A elite globalista está empenhada em dividir para reinar, semeando o caos, minando a soberania nacional e individual e assim, ao submeter os povos, consolidar o seu poder.

Então o que devemos ou podemos fazer?

Devemos e podemos não obedecer aos mandatários do WEF, que nos estão a conduzir para um abismo de decadência, de violência e de sofrimento. E podemos e devemos exercer os nossos direitos e dizer Não!

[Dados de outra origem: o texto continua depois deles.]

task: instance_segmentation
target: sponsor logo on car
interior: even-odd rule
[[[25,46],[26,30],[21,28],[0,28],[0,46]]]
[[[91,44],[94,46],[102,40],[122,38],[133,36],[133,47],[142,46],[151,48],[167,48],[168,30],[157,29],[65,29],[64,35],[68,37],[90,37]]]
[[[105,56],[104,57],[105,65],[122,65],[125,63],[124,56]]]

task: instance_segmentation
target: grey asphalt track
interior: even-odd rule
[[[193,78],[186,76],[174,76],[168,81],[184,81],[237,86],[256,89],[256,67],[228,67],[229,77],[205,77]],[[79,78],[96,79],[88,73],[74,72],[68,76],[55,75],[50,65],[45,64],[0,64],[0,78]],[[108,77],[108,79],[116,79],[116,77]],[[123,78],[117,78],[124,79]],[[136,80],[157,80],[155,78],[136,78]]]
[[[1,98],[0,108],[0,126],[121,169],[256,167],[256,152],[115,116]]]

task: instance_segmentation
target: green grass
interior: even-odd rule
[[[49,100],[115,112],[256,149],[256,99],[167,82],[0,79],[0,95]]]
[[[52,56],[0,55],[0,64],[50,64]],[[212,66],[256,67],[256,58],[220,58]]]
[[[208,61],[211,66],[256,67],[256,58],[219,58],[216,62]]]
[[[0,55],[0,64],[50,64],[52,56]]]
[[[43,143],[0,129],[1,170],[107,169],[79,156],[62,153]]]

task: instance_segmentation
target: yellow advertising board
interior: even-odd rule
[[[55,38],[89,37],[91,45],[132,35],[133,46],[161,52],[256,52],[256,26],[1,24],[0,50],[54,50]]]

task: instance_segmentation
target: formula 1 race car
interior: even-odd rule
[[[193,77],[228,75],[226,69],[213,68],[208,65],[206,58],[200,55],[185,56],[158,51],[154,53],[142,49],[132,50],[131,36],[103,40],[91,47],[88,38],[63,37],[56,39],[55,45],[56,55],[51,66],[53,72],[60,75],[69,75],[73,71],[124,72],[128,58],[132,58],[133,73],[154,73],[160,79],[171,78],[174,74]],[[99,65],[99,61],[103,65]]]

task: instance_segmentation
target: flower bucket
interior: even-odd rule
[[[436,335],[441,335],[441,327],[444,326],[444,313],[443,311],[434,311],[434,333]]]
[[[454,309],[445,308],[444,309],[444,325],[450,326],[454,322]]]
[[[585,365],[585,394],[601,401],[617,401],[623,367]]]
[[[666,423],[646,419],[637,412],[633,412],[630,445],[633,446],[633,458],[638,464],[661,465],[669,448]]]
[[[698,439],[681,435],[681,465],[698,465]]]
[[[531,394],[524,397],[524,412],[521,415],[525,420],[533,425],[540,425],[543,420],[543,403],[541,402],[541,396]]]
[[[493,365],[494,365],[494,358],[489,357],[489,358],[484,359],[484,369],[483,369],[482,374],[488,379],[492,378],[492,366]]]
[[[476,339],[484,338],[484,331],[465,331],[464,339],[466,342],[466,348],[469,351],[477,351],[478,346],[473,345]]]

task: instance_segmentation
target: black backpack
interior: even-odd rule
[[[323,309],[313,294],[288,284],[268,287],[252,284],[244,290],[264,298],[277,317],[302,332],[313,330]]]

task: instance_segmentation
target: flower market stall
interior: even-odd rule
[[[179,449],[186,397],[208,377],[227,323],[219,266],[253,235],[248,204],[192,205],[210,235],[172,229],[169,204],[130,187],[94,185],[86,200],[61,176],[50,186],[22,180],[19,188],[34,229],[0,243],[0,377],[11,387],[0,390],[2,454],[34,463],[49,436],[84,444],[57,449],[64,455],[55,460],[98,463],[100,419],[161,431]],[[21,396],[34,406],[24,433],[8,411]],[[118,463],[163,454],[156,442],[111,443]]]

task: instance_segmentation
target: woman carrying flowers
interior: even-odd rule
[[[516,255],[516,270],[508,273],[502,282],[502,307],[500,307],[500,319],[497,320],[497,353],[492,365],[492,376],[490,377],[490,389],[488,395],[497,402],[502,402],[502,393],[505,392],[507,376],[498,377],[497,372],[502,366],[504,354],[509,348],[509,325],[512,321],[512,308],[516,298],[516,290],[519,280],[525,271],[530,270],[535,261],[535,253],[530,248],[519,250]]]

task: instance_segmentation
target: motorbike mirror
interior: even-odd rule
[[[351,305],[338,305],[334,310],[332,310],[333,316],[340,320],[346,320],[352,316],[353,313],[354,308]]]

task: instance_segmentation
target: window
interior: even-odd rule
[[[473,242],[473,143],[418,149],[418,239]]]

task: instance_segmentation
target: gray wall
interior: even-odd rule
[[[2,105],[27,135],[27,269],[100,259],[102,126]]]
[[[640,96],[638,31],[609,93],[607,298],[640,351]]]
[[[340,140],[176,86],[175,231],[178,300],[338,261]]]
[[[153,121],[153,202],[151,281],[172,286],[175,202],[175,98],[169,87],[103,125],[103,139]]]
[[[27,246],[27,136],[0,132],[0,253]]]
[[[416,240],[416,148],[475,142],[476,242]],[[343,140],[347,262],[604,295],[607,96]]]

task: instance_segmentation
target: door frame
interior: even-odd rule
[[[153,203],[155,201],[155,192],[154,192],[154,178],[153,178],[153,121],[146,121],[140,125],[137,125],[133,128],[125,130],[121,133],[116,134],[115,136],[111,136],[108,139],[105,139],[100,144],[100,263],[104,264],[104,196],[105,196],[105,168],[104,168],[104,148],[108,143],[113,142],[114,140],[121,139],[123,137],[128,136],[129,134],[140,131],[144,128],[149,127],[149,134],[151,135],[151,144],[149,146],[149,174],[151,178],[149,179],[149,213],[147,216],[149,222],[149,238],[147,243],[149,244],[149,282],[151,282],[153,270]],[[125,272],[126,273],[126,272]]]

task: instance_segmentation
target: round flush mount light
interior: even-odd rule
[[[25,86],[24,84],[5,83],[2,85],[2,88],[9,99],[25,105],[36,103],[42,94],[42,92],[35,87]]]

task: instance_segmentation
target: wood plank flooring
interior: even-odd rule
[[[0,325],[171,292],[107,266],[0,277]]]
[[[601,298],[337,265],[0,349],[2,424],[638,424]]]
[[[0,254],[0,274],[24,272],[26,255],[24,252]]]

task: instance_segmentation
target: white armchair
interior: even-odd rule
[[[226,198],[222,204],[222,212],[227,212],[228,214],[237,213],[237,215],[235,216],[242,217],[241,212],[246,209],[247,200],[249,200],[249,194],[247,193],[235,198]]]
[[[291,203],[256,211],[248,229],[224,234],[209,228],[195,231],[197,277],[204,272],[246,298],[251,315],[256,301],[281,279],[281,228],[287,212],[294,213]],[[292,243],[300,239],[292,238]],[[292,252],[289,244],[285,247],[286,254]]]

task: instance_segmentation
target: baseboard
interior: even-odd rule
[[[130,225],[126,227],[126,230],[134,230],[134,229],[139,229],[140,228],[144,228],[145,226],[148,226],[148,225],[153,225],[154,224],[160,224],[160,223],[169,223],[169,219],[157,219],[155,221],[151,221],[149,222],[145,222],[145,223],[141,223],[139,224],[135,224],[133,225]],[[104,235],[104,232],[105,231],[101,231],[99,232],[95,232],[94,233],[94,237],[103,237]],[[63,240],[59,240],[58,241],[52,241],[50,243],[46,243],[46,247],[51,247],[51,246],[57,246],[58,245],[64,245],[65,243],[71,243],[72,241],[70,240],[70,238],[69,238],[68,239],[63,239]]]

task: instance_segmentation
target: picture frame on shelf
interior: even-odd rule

  • Não! A todos os sistemas de controlo que tentam implementar.
  • Não! Aos seus esforços para minar a nossa soberania enquanto indivíduos e enquanto sociedade.
  • Não! Às guerras que teimam em semear.

Para tanto bastará:

  • Resistir e rejeitar as ID digitais, os CDBCs, a ingerência,  no nosso país e nas nossas vidas, de todas as entidades nacionais ou supra-nacionais não eleitas.
  • Destituir e levar à justiça os políticos corruptos, os seus esbirros e quem os aconselha.
  • Devolver o poder ao povo. Quanto mais descentralizado for o poder melhor. A democracia directa, de facto representativa, com referendos em questões fracturantes ou cruciais para o país, ajudaria a diminuir ou mesmo a eliminar o domínio oligárquico  (actual e futuro) e o recente debate no parlamento consequente a uma petição publica por um referendo ao Tratado Pandémico é um sinal que a maré pode mudar se o povo se mobilizar.

É chegado o momento de retomarmos as rédeas do nosso destino, de virar as costas às elites e de lançarmos a primeira pedra para o novo renascimento da humanidade.

Será hercúleo mas não impossível pois até a Hidra de Lerna foi dizimada.